A very touchy subject in the recording industry at the moment is these very same MP3 files which are being shared across the globe by programs such as Napster, as well as numerous web and FTP sites. Fellow Los Angelean, Dr. Dre has even gone so far as to sue Napster, alleging that their allowing his music to be shared over the Internet has infringed his copyrights and is hurting his record sales. Numark seems to share this negative feeling for MP3s and how easy it is for them to be created, and then distributed over the Internet without the artist receiving any compensation. "I think it's sad, because they know how hard artists work and they know how little artists get paid. All they have to do is call and ask for permission and if there's like, 2 weeks before the record is released they may be able to strike a deal with us. But when people are bootlegging your album that you've been working on for 2 years, and they put it out 2 or 3 months before it's even supposed to be out and they ruin your record sales, not only is that cold, its stealing." I counter this statement with the argument that in countries like South Africa where indepent American and European Hip-Hop labels' distribution often doesn't reach, MP3s are sometimes the only way people can hear their music. Often it's a choice between that or buying an album at a hugely inflated import cost. In such situations, MP3s can be a viable and affordable option for Hip-Hop heads to hear new, underground Hip Hop music from around the world that they otherwise would not have had access to. "That's a really good point, there is definitely a positive side to MP3 files and computers, but still it doesn't negate the fact that people are putting it out before the release date. In the end it ruins things for the artist who's tryin' to give the people the music."

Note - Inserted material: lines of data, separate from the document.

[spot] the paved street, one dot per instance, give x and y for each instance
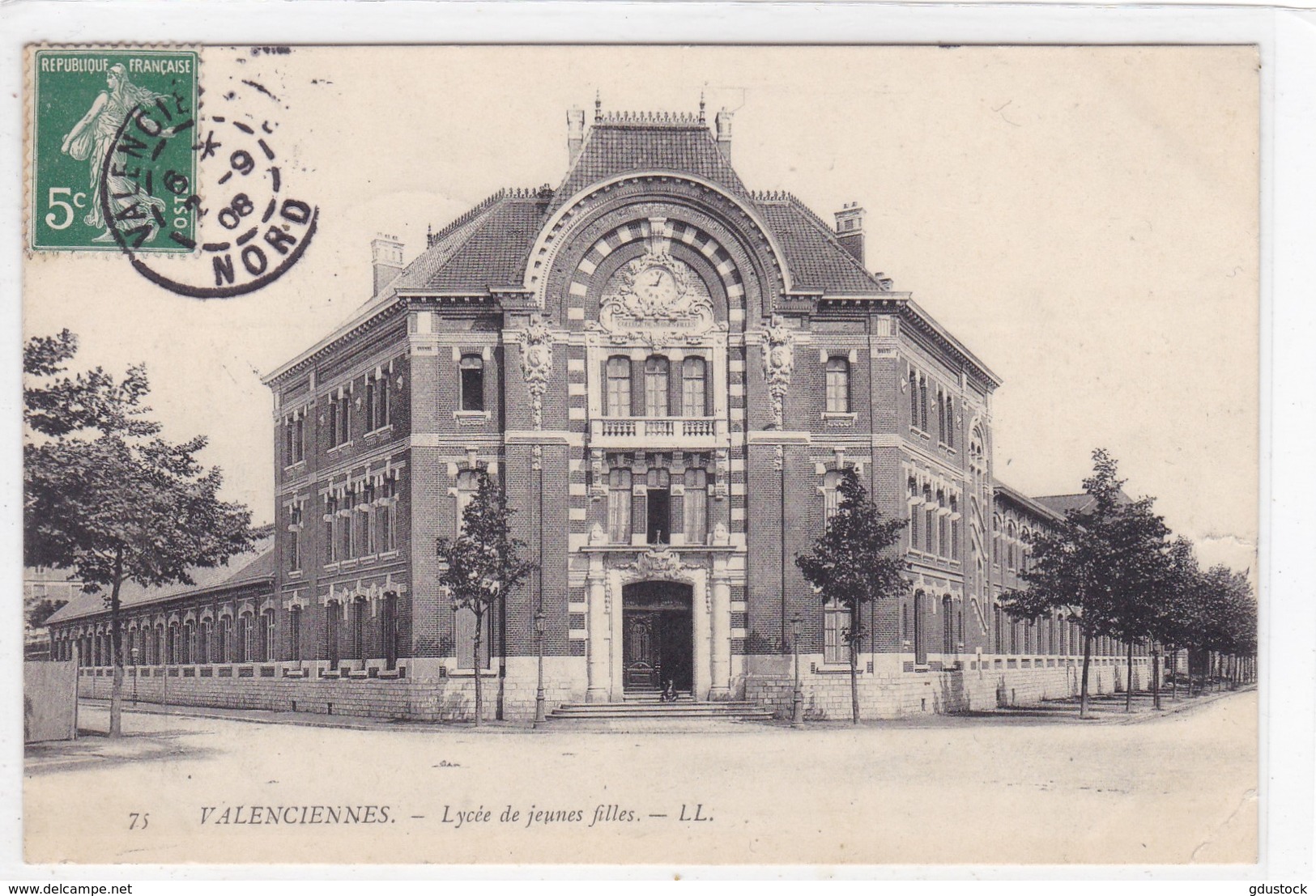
(1177, 788)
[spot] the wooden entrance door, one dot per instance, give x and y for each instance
(657, 637)
(641, 648)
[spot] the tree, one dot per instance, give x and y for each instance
(852, 565)
(107, 496)
(1179, 586)
(483, 563)
(1099, 566)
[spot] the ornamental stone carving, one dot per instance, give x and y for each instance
(656, 299)
(537, 363)
(657, 565)
(778, 365)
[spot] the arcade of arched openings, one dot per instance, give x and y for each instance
(667, 372)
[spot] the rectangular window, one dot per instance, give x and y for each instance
(837, 386)
(467, 483)
(473, 383)
(358, 629)
(330, 521)
(696, 507)
(914, 399)
(617, 372)
(836, 624)
(294, 538)
(343, 420)
(619, 507)
(694, 387)
(382, 414)
(656, 387)
(332, 620)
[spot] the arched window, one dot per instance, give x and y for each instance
(242, 643)
(267, 641)
(694, 387)
(922, 404)
(473, 383)
(333, 618)
(389, 631)
(619, 387)
(358, 628)
(619, 507)
(467, 483)
(836, 631)
(920, 641)
(658, 506)
(831, 494)
(914, 399)
(696, 507)
(837, 386)
(656, 386)
(295, 633)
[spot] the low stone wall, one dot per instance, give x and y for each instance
(438, 698)
(891, 694)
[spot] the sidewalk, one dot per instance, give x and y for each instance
(1107, 708)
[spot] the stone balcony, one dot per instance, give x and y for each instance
(688, 433)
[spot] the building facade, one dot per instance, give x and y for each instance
(669, 374)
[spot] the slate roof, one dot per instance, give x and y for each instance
(620, 145)
(812, 253)
(1063, 504)
(246, 569)
(488, 246)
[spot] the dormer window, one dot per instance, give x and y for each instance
(473, 382)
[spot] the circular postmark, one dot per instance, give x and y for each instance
(248, 236)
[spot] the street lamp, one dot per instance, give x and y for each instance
(798, 698)
(539, 649)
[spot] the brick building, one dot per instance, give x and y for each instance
(667, 372)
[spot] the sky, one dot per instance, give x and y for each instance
(1084, 220)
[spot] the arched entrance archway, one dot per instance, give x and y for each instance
(657, 637)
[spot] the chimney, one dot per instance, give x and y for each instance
(387, 254)
(849, 229)
(722, 122)
(575, 134)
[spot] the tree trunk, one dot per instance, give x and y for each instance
(1088, 658)
(1128, 681)
(854, 681)
(116, 648)
(1174, 669)
(1156, 677)
(475, 662)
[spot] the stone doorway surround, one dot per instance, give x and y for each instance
(703, 571)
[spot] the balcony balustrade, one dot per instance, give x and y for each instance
(656, 431)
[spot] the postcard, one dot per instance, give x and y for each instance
(641, 454)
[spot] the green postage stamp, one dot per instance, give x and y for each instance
(112, 161)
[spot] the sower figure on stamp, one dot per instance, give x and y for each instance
(92, 138)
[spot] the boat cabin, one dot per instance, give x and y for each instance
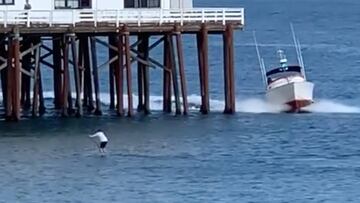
(92, 4)
(284, 75)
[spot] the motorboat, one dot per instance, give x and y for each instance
(287, 84)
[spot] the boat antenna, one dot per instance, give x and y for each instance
(298, 50)
(261, 61)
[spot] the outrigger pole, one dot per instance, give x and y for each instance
(298, 50)
(261, 61)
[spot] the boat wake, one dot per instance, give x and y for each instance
(319, 106)
(249, 105)
(329, 106)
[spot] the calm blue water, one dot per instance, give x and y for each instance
(256, 155)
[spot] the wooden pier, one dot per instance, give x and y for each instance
(75, 39)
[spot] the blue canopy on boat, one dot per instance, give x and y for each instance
(296, 69)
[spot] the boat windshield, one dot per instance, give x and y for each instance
(289, 70)
(282, 72)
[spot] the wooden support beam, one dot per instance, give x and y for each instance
(229, 88)
(66, 79)
(42, 108)
(9, 80)
(119, 76)
(181, 70)
(140, 76)
(17, 77)
(174, 75)
(26, 77)
(3, 74)
(230, 40)
(205, 96)
(57, 75)
(35, 106)
(112, 53)
(96, 76)
(167, 78)
(146, 73)
(88, 86)
(74, 52)
(128, 71)
(202, 42)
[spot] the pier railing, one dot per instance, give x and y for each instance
(136, 16)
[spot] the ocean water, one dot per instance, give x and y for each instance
(257, 155)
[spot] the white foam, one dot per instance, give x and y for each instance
(249, 105)
(328, 106)
(254, 105)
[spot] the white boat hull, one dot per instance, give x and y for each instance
(295, 94)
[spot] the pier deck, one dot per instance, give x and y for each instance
(23, 54)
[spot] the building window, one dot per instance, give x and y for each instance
(142, 4)
(7, 2)
(61, 4)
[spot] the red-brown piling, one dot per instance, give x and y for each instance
(128, 71)
(66, 79)
(229, 84)
(96, 76)
(167, 78)
(112, 53)
(202, 42)
(172, 62)
(16, 80)
(26, 80)
(79, 111)
(146, 72)
(35, 107)
(119, 76)
(3, 72)
(181, 69)
(37, 40)
(140, 75)
(57, 72)
(88, 87)
(10, 73)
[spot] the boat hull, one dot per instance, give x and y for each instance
(295, 95)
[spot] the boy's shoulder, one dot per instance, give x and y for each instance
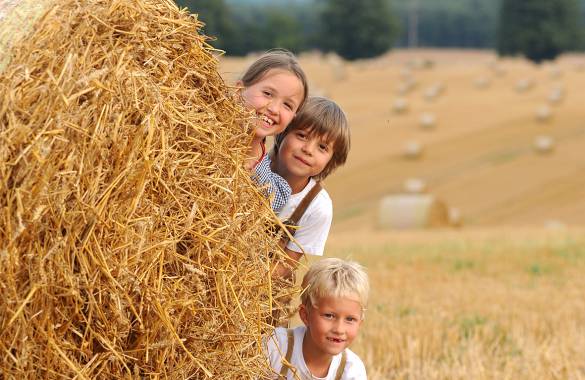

Our debate on the future of the record industry in the digital era is brought to an end with the realisation that it's 2am and the crew still have to pack up their equipment and records. I also have to find my way back to my cross-town motel room although I have no clue how to get there. I thank the two DJ's for their time, say peace, and wonder out into the dark night. Luckily the J5 DJ's have given me plenty to think about as I walk the streets of downtown San Francisco with the preview of Quality Control's tracks still echoing in my ears.